Davina gave Ernie a disappointed look. “That was only 10 months of your youth - if the war was the only reason, I would have come back.”’ She reached back with her free hand and pulled the pins out of her hair, giving up the ghost as she raked all the strands back out of her face.
“Your father wanted nothing to do with Quidditch and everything to do with staking his claim on a new frontier, and I wanted to do something other than lunch with those vapid social-climbers and support, as you so elegantly put it, psychopaths. Running away to the Tropics seemed like every bit the thing we weren’t supposed to do and it made us so happy to do it. Neither of us were very happy with the expectations of our families and if there was one thing we knew when you unexpectedly came into our tent, it was that we didn’t want you to feel… trapped. By the branches of either tree. Like we did.”
There was a long silence and an onlooker would have seen that both Davina and Ernie wore the exact same look of introspection, one trying to figure out his own mind and the other trying to decipher it from afar.
Was she… was this… was Justin right? Or was Ernie reading what he wanted into this? He tried to run the words through his head again, seeing if he was misinterpreting--
She shifted the hand that was on Ernie’s knee to take his hand, then give it a squeeze.

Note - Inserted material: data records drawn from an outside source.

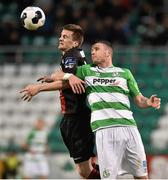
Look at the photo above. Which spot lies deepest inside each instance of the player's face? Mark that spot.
(98, 53)
(66, 41)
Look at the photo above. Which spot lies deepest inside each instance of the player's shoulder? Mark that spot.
(75, 52)
(121, 69)
(88, 66)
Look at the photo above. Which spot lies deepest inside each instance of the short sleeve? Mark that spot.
(132, 84)
(80, 72)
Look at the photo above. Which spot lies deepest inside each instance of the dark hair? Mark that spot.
(78, 34)
(107, 43)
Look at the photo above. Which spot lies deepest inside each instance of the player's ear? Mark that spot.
(76, 44)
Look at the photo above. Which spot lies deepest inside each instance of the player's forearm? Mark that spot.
(56, 85)
(142, 102)
(57, 76)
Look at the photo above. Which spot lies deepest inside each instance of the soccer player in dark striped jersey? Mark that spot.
(75, 125)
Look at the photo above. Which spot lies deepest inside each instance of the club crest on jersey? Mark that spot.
(106, 173)
(114, 74)
(69, 62)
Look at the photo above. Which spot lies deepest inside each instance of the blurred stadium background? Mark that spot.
(138, 31)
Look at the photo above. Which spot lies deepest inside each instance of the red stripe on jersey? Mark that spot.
(62, 99)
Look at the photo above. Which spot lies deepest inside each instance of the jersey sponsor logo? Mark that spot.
(115, 74)
(82, 53)
(105, 81)
(106, 173)
(69, 62)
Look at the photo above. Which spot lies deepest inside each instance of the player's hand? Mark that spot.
(154, 101)
(44, 79)
(76, 84)
(30, 91)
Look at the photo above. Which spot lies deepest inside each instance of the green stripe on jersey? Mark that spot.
(104, 105)
(112, 122)
(109, 89)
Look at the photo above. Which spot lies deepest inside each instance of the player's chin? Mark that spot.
(61, 47)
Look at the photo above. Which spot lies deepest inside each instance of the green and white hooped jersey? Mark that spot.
(107, 92)
(37, 140)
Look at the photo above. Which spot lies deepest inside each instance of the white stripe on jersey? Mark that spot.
(110, 113)
(121, 82)
(107, 70)
(108, 97)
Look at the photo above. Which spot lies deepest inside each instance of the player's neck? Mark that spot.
(105, 65)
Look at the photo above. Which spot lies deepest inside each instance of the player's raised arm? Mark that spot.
(53, 77)
(144, 102)
(33, 89)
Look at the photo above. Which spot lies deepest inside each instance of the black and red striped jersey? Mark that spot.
(73, 103)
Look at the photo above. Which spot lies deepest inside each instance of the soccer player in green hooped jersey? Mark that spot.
(35, 163)
(119, 145)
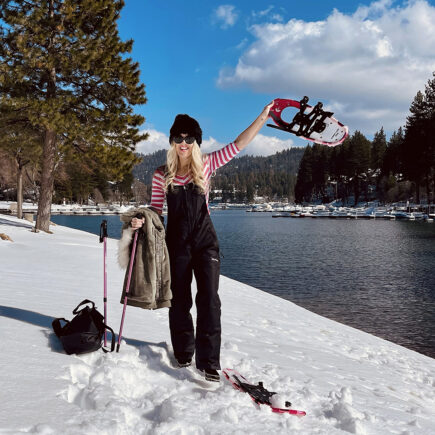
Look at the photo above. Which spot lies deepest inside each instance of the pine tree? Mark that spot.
(430, 140)
(414, 147)
(379, 146)
(64, 70)
(22, 144)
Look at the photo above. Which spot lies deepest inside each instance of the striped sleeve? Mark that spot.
(223, 156)
(158, 191)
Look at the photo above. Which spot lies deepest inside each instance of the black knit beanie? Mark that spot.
(184, 124)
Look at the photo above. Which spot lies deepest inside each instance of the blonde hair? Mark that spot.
(195, 168)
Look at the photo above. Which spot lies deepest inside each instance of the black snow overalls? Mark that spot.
(193, 246)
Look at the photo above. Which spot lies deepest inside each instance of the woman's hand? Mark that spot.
(137, 223)
(246, 136)
(267, 108)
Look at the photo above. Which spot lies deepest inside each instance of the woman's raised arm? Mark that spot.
(246, 136)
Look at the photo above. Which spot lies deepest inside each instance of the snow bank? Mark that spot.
(346, 380)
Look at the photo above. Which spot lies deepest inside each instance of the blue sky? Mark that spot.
(221, 62)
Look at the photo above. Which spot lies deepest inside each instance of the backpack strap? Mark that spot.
(86, 301)
(57, 328)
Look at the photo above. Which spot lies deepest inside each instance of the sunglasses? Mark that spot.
(188, 139)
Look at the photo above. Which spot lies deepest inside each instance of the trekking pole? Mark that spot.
(127, 287)
(103, 238)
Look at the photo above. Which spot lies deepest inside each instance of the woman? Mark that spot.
(191, 239)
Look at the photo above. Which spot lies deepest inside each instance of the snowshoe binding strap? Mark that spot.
(303, 124)
(258, 393)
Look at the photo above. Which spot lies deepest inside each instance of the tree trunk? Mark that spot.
(47, 181)
(20, 192)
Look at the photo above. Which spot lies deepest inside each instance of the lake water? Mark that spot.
(378, 276)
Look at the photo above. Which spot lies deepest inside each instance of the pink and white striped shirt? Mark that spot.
(212, 162)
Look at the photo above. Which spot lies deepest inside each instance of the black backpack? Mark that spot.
(84, 333)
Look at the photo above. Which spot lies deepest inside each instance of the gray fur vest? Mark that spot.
(150, 285)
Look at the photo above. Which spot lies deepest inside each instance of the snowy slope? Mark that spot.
(347, 381)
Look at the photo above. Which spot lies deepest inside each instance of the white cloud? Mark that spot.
(260, 146)
(226, 15)
(369, 64)
(156, 141)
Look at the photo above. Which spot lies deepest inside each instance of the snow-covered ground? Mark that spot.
(346, 380)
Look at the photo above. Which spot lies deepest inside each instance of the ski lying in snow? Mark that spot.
(310, 123)
(258, 393)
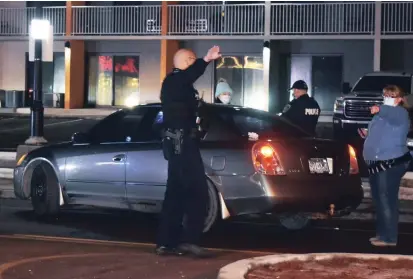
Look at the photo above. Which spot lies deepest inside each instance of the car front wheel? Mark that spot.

“Presumably he’s got a Floo connection?”
“Leannan Boathouse,” Ernie said awkwardly, then shrugged a shoulder, a little off-kilter from the conversational U-turn. “It’s just in Dundee. Not too far.”
“Alright. Please extend my condolences and wishes for a speedy recovery. I’ll have Margie do up a few things to send over - lord knows what you were planning on feeding the man. Toast and coffee is hardly ‘cooking’,” she gave his hand another squeeze and then rose up.
“Mum.” Ernie stopped her briefly, looking up at her, the relieved feeling of not having to have this conversation now taking the tension out of his brow. He thought about thanking her, but then he might have to explain what he was thanking her for.
“There’s not really a difference between potions and cooking -”
“Stop by the kitchens before you poison him, Ernest - really.”